Given the long haul, and fighting Friday traffic to escape the Bay Area, we decided to boondock on BLM land outside of the Palm Springs and Indio area. Upon nearing the campsite, I got reports that it was a good 45 minute drive in along a moderately technical jeep track. As I pulled off the Interstate around midnight, I began to wonder if they were pulling my leg. The coordinates for the campsite were less than a mile away, and the double-wide graded BLM road could be easily driven by a Prius. Well, it turns out they hadn't seen the Pin on the shared GPX file indicating where the trail and the interstate met-- they had driven through a residential neighbor, and then 6+ miles of rocky trail to reach the campsite. We got a mediocre night's rest with the howling desert winds that night.

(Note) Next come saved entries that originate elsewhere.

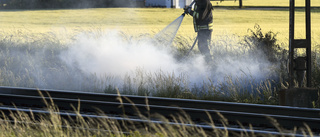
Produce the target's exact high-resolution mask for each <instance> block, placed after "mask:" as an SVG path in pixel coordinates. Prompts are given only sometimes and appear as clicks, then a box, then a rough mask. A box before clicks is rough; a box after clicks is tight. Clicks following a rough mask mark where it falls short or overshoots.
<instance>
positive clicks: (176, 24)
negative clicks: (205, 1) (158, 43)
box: [154, 1, 197, 52]
mask: <svg viewBox="0 0 320 137" xmlns="http://www.w3.org/2000/svg"><path fill="white" fill-rule="evenodd" d="M194 3H195V1H193V2H192V3H191V4H190V5H189V6H188V7H186V8H185V9H189V8H191V7H192V5H193V4H194ZM186 14H187V13H186V12H183V13H182V14H181V15H180V16H179V17H178V18H177V19H175V20H174V21H173V22H171V23H170V24H169V25H168V26H166V27H165V28H164V29H162V30H161V31H160V32H159V33H157V34H156V35H155V36H154V39H155V40H157V41H158V42H159V43H161V44H162V45H165V46H169V45H171V44H172V42H173V39H174V38H175V36H176V34H177V32H178V30H179V28H180V26H181V23H182V21H183V18H184V17H185V15H186ZM196 41H197V38H196V40H195V42H194V44H193V46H192V48H193V47H194V45H195V43H196ZM191 50H192V49H191ZM191 50H190V51H191ZM190 51H189V52H190Z"/></svg>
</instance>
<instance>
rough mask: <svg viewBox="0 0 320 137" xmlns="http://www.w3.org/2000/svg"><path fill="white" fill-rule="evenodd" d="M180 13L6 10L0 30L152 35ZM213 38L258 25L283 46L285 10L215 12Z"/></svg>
mask: <svg viewBox="0 0 320 137" xmlns="http://www.w3.org/2000/svg"><path fill="white" fill-rule="evenodd" d="M182 12H183V10H182V9H165V8H133V9H131V8H106V9H73V10H14V11H12V10H9V11H0V19H1V20H0V25H1V26H2V27H1V29H0V30H2V31H4V32H10V31H14V30H20V31H29V32H31V33H42V32H59V31H65V32H67V33H72V32H74V31H75V30H78V31H81V30H88V29H99V30H105V29H117V30H120V31H124V32H126V33H128V34H134V35H135V34H144V33H149V34H155V33H157V32H159V31H160V30H161V29H163V28H164V27H166V25H168V24H169V23H170V22H172V21H173V20H174V19H176V18H177V17H178V16H180V15H181V13H182ZM213 14H214V24H215V25H214V34H213V36H220V35H231V34H236V35H240V36H242V35H245V34H247V30H248V28H251V29H252V28H253V26H254V25H255V24H259V25H260V26H261V28H262V29H263V30H264V31H273V32H275V33H279V34H278V39H279V41H280V42H284V43H287V41H288V37H289V34H288V30H289V29H288V28H289V12H288V11H287V10H250V9H233V10H228V9H220V8H219V9H215V10H214V12H213ZM311 16H312V37H313V38H314V39H313V40H314V42H315V43H319V35H320V23H318V22H320V13H319V12H312V14H311ZM304 26H305V23H304V12H297V13H296V34H295V36H296V38H304V37H305V31H304ZM178 35H182V36H187V37H192V38H193V37H195V35H196V34H195V33H194V31H193V26H192V17H191V16H186V17H185V19H184V21H183V23H182V25H181V28H180V29H179V31H178Z"/></svg>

If you're interested in our route, you can find it at Overland Trail Guides. We followed the majority of the route, save the final stretch to the Big Eye Mine.
Day 0
Night 1 outside of Palm Springs. Not a bad campsite for some basic sleuthing on Gaia GPS and Google Earth.

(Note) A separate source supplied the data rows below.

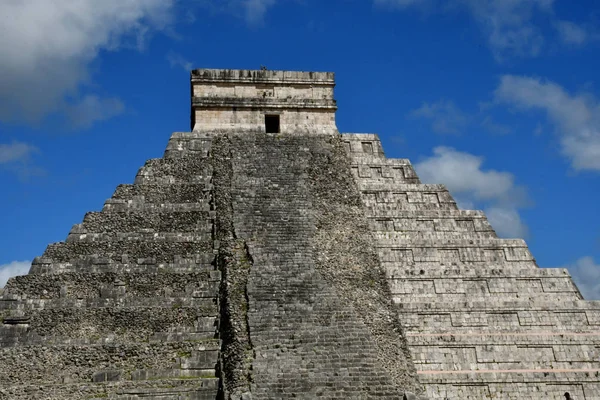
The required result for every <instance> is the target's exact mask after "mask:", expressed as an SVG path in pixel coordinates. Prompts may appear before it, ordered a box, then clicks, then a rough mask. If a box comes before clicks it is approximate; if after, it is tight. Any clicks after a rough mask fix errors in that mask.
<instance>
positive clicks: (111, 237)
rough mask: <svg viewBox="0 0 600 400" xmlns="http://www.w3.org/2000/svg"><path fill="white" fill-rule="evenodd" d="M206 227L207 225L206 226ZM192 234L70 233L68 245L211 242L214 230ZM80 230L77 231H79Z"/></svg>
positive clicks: (204, 230)
mask: <svg viewBox="0 0 600 400" xmlns="http://www.w3.org/2000/svg"><path fill="white" fill-rule="evenodd" d="M205 225H206V224H205ZM207 228H208V227H207V226H205V229H204V230H202V231H191V232H155V231H152V230H149V229H148V230H144V231H141V232H127V231H126V232H110V231H109V232H100V233H70V234H69V235H68V236H67V239H66V241H65V242H66V243H73V244H76V243H98V242H124V243H127V242H145V243H152V242H168V243H181V242H192V243H200V242H209V241H211V240H212V229H210V230H209V229H207ZM77 230H78V229H76V231H77Z"/></svg>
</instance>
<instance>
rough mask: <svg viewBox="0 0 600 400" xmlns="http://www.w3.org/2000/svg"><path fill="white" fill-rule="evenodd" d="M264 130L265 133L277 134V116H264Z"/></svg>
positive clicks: (277, 130)
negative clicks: (271, 133)
mask: <svg viewBox="0 0 600 400" xmlns="http://www.w3.org/2000/svg"><path fill="white" fill-rule="evenodd" d="M265 130H266V132H267V133H279V115H265Z"/></svg>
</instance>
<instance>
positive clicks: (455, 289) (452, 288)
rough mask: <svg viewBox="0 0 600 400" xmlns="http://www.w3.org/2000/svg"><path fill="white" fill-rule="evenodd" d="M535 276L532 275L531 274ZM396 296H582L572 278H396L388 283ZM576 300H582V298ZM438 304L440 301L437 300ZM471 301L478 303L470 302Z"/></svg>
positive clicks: (393, 278) (441, 296)
mask: <svg viewBox="0 0 600 400" xmlns="http://www.w3.org/2000/svg"><path fill="white" fill-rule="evenodd" d="M531 275H533V274H531ZM389 282H390V287H391V291H392V293H393V294H398V295H400V294H411V295H413V296H414V295H428V296H436V295H439V296H440V301H443V300H441V298H442V297H444V295H451V294H452V295H458V294H463V295H469V296H475V297H477V296H484V297H487V296H506V295H522V296H523V297H525V296H531V295H544V296H550V295H552V294H557V295H558V296H561V295H565V294H567V293H574V294H577V296H580V294H579V290H578V289H577V287H576V286H575V284H574V283H573V280H572V279H571V277H569V276H568V275H567V276H563V277H559V278H555V277H543V276H537V277H535V276H533V277H526V276H523V277H519V278H506V277H498V276H494V277H492V276H487V277H478V278H474V277H466V278H463V277H439V278H429V279H427V278H419V277H400V276H395V277H394V278H393V279H390V280H389ZM573 300H581V298H580V297H578V298H577V299H573ZM435 301H438V300H435ZM470 301H477V300H474V299H471V300H470Z"/></svg>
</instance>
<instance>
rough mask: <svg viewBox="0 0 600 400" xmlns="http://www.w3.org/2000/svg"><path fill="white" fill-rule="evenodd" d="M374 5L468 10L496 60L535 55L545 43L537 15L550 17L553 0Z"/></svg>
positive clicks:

The view looking at Palm Springs.
Day 1
We made the three or so hour drive across the border and over to Quartzite. This place was crawling with Snowbirds and boondockers everywhere! I was beginning to fret that my plans to escape the crowds might not come to fruition (exactly why I opted to avoid Anza-Borrego over the holiday weekend). The group made our way over to Queen Canyon intent on making a beeline to Skull Rock. Winnebagos, Sprinters, and Ram Promasters seemed to be lurking around every corner. But as the smooth graded dirt gave way to rockier roads, the crowds began to thin out immediately. And then we started to take in the full experience of Kofa, nary a camper in site-- except for the lucky couple who had set up camp at Skull Rock. Queen Canyon was spectactular and we were really hoping to catch site of the elusive Bighorn Sheep that call Kofa home.
Skull Rock
We departed Queen Canyon and burned about 10 miles of pavement back to the next trail. Late afternoon was closing in fast and we decided that it'd be best to find an amicable campsite well before the sun set. With the snowbirds long gone, we hadn't seen seen anyone on the trail since leaving the pavement behind-- just how I like it!

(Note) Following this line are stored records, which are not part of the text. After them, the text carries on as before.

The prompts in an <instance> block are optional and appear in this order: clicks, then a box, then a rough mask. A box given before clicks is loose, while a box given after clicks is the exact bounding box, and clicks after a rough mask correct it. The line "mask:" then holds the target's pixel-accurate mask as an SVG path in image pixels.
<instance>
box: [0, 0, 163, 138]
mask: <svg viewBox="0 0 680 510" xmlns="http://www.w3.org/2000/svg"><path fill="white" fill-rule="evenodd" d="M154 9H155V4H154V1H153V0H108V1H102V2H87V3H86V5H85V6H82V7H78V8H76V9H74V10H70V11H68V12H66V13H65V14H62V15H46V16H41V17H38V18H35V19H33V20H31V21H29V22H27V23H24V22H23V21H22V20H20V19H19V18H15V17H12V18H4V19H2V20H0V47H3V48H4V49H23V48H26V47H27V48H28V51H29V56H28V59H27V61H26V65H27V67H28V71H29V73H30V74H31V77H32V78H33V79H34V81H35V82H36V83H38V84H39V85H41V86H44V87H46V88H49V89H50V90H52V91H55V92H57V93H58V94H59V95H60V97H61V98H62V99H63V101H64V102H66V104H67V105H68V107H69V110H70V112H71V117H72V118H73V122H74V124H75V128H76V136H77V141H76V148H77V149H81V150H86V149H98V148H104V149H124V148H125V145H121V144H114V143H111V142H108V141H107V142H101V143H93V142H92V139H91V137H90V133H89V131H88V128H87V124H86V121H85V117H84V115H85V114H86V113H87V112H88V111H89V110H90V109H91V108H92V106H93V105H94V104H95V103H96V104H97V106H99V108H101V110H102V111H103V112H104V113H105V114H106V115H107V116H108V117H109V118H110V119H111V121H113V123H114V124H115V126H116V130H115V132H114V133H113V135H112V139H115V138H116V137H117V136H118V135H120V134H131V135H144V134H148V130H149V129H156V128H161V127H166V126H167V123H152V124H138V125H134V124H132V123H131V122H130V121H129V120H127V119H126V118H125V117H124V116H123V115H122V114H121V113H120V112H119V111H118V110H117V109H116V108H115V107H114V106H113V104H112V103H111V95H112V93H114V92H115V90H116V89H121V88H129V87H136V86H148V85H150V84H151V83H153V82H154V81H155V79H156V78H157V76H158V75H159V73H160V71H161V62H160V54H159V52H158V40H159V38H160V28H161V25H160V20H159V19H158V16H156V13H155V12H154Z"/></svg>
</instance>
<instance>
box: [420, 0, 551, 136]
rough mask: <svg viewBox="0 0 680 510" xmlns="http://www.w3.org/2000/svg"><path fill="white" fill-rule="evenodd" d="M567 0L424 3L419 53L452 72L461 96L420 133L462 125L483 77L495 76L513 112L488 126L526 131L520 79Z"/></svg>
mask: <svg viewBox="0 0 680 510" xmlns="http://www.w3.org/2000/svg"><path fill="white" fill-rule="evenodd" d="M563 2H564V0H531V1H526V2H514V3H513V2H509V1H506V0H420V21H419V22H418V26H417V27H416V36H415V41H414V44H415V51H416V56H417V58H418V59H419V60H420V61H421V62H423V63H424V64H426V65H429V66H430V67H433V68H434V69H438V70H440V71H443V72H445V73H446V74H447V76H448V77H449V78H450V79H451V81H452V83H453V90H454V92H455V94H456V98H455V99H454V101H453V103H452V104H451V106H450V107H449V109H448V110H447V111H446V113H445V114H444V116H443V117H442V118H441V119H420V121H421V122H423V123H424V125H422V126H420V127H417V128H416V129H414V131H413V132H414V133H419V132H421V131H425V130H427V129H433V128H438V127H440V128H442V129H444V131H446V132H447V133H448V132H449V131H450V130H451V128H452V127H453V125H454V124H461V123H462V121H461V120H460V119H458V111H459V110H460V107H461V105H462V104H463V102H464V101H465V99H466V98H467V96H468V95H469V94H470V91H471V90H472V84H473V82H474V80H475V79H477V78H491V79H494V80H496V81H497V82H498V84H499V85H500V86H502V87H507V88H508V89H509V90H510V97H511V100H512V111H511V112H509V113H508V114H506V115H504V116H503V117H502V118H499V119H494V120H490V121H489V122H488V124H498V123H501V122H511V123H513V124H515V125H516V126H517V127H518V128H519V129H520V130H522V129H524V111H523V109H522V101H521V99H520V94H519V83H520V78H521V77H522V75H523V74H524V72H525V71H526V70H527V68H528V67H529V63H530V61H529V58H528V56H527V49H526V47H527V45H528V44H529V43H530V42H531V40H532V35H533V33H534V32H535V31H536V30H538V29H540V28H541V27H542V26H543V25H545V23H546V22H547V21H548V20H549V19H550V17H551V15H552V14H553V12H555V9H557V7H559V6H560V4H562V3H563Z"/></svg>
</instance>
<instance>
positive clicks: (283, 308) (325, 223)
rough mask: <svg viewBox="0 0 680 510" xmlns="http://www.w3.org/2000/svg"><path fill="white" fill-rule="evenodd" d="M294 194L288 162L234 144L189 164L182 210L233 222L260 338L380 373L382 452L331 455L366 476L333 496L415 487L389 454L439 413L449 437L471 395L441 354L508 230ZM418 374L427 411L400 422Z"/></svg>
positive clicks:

Sunsets and sunrises in the desert never seem to disappoint, and this day was no different. I just wish I had gotten some more photos of the setting sun...
Day 2 - Welcome to Kofa
It wasn't until day 2 that we got the "true" Kofa Experience. Lots of trails in Kofa are slow going as they meander left and right around Saguaro and ocotillo, but mostly from the undulating landscape of wash after wash. The ups and downs through all of the washes and slow going through some of the rockier washes was really killing my MPGs, not much of a surprise given the V8 under the hood of my land cruiser. We were pleasantly surprised by some of the more technical sections in one of the washes that actually required a bit of spotting for our friend John in his stock double-cab, long bed Tacoma (he's decided to invest in some sliders since this trip!). Despite the unforgiving landscape, a number of ranchers and miners have called Kofa home over the last 100+ years. Some of these old homesteads and cabins remain today.
Probably the most rocky/technical wash in the whole route. I'd rate is as a mild blue trail, but it can be managed with a stock high clearance 4x4 like a Wrangler or 4Runner.